Na prática, uma tal filosofia exige muita força de vontade, muita garra, persistência, fé, suar camisa, e também sofrimento, porque se trata em certo sentido de antecipar os acontecimentos, ir na contramão da história. Mas para mim acabou dando certo. Sempre consegui o que eu quis. Começou a reconstrução, preciso resumir, foi uma luta titânica que custou sangue, suor e lágrimas. Uma verdadeira epopéia!
Pessoalmente tive que começar a luta pela indenização dos bens da Igreja. Consegui após uma longa batalha judicial. Com a indenização consegui levantar e cobrir a Igreja Matriz e a casa paroquial. Tudo o mais consegui com campanhas e churrascos beneficentes: Carrilhão de sinos, bancos e piso da Igreja Matriz, pintura, praça, gruta, Capela do Cruzeiro com uma linda pintura do mestre Justino, salão paroquial, e, por fim, Centro de Pastoral e Promoção Humana. Sempre FAZENDO A HORA, sem esperar para ver. Além disso, é claro, toda a pastoral da cidade, e das 12 capelas rurais. Redenção consumiu a minha juventude.
Ao mesmo tempo eu pude viver a oblação, mística que me atraíra para a vida religiosa da Congregação.
Por fim, após 28 anos, quando tudo estava pronto, fui convidado ou melhor pressionado por um conselheiro provincial (que Deus o tenha) a deixar a paróquia a qual então foi entregue à Diocese. Fui transferido para São José dos Campos, para ser colaborador paroquial durante 15 anos. Dei muitos cursos de teologia para leigos e assessorei a comissão diocesana de fé e política.
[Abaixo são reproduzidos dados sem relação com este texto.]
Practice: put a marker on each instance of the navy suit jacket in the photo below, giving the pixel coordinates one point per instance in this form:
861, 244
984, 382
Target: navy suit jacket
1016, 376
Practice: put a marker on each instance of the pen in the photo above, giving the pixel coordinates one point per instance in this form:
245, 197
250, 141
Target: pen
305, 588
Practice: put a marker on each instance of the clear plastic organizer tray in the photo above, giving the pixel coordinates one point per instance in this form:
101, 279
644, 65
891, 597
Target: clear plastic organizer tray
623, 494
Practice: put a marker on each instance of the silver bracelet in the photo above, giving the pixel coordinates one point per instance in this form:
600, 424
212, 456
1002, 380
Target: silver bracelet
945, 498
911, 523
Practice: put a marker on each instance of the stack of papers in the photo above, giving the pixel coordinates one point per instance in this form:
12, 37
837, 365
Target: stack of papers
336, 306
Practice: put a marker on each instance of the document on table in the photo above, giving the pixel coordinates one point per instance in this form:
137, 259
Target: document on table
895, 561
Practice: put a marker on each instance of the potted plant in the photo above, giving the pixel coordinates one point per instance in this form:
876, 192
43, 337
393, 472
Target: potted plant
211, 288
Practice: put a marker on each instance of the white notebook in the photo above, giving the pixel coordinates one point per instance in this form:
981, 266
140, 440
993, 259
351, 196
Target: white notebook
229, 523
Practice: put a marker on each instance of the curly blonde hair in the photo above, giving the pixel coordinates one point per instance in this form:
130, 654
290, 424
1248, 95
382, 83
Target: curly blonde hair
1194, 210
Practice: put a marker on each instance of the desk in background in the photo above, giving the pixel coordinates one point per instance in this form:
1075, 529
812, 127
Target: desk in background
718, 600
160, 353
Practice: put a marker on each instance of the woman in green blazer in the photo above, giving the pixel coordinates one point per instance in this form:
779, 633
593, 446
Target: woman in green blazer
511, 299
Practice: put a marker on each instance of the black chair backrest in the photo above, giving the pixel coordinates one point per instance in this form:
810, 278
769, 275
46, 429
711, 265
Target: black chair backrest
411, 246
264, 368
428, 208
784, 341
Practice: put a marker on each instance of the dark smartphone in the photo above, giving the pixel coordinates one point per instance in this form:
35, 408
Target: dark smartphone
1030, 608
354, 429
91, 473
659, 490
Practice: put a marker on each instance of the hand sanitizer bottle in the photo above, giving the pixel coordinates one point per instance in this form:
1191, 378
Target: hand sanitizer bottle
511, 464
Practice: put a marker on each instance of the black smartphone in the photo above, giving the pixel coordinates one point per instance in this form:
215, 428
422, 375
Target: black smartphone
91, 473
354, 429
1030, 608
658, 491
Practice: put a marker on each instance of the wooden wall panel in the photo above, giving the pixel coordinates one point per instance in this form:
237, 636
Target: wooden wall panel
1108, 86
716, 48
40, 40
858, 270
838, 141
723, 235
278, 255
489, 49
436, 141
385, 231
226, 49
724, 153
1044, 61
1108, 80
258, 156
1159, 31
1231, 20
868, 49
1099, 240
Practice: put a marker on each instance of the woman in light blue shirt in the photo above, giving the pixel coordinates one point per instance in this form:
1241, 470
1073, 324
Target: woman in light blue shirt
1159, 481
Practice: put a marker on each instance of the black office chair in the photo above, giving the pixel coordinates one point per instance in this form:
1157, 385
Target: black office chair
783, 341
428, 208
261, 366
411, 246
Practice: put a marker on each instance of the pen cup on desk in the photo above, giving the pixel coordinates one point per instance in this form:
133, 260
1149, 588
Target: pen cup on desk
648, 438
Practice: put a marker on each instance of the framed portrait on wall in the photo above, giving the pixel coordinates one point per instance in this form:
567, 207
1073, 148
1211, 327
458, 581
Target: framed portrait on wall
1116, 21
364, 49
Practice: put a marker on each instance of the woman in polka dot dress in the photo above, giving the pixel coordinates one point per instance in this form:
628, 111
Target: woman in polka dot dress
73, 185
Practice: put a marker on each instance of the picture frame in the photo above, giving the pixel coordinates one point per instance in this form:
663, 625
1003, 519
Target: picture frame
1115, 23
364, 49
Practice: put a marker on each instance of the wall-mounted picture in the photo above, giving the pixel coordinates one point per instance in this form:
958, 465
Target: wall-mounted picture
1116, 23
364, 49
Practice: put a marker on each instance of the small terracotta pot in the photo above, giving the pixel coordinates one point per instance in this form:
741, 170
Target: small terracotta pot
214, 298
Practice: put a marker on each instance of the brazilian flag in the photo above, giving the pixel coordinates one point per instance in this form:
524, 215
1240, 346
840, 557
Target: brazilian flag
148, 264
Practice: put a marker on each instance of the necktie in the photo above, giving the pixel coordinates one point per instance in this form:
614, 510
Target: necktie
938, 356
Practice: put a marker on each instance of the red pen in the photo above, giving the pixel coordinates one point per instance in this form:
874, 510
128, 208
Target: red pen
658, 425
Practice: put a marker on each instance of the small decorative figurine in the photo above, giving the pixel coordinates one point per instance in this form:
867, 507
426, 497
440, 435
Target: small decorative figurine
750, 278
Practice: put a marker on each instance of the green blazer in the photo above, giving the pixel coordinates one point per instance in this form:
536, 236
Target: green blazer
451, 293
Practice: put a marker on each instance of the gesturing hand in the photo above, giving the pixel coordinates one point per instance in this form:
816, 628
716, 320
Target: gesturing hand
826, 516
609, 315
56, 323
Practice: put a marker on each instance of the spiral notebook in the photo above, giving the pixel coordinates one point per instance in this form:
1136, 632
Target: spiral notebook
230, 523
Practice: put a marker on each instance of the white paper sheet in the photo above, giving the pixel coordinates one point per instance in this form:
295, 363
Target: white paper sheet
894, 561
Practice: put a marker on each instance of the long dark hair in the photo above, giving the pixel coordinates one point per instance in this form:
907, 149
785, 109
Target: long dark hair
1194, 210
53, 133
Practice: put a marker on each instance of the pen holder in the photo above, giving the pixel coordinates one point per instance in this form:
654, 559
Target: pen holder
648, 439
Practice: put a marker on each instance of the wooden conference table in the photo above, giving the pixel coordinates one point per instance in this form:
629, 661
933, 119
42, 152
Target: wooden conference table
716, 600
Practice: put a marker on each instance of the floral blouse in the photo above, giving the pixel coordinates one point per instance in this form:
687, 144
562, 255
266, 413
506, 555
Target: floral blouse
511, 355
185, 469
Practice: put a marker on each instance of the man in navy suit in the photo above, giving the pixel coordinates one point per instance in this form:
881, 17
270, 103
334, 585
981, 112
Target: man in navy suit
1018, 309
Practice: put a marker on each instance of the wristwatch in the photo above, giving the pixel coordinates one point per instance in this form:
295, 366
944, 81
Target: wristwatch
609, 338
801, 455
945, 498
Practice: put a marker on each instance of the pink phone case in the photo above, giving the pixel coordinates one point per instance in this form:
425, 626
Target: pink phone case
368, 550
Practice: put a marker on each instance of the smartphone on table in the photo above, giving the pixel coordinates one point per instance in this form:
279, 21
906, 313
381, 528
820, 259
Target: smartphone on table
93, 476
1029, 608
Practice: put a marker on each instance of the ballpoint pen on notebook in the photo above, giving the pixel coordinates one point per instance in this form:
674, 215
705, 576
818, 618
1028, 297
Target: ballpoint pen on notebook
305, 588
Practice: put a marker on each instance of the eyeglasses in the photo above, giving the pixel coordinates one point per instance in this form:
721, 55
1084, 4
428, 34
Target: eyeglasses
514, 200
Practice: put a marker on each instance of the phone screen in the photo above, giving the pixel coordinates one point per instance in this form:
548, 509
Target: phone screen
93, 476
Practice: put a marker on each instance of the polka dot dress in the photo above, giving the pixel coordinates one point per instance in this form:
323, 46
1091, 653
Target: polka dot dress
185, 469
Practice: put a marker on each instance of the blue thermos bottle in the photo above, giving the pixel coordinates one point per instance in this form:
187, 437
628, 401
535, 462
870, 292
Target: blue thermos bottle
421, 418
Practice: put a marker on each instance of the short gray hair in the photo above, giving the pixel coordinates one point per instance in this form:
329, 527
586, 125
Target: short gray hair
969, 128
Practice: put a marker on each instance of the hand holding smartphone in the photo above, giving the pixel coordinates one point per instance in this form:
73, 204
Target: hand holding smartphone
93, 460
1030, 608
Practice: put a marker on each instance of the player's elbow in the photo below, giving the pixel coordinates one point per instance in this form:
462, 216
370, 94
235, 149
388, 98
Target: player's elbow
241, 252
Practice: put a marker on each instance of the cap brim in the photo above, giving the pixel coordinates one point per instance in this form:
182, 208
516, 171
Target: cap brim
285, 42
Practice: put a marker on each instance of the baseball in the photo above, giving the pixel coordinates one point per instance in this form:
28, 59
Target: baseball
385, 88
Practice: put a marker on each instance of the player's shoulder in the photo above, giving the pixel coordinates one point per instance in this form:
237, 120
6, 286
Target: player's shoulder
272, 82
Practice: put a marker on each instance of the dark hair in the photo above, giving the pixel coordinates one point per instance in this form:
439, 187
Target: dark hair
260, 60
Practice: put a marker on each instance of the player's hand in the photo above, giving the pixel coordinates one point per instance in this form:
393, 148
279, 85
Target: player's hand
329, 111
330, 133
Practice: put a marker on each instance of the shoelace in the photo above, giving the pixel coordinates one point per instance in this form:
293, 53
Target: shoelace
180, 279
Agora, no mês de julho, como sabem, enfrentei a cirurgia da coluna, de elevado risco. Resolvi fazer a operação porque eu mais uma vez queria FAZER A HORA. Havia 15 riscos entre os quais: a longa anestesia, paraplegia, risco de hemodiálise, embolia pulmonar, trombose venosa. Além de outros… Entrei no centro cirúrgico às 6,30 da manhã. Logo apareceu um senhor com uma injeção. Perguntei: é a anestesia? Não, disse ele, é a preparação para a anestesia. Foram as últimas palavras que ouvi. Apaguei! Às quatro da tarde, pasmem, ouvi as primeiras palavras, foram da enfermeira: agora o sr. está na UTI. Mas antes de voltar da noite da anestesia para o dia da vigília passei por uma experiência terrível, muito cruel: algo de surreal: uma espécie de meia morte, ou um misto terrível de morte e vida.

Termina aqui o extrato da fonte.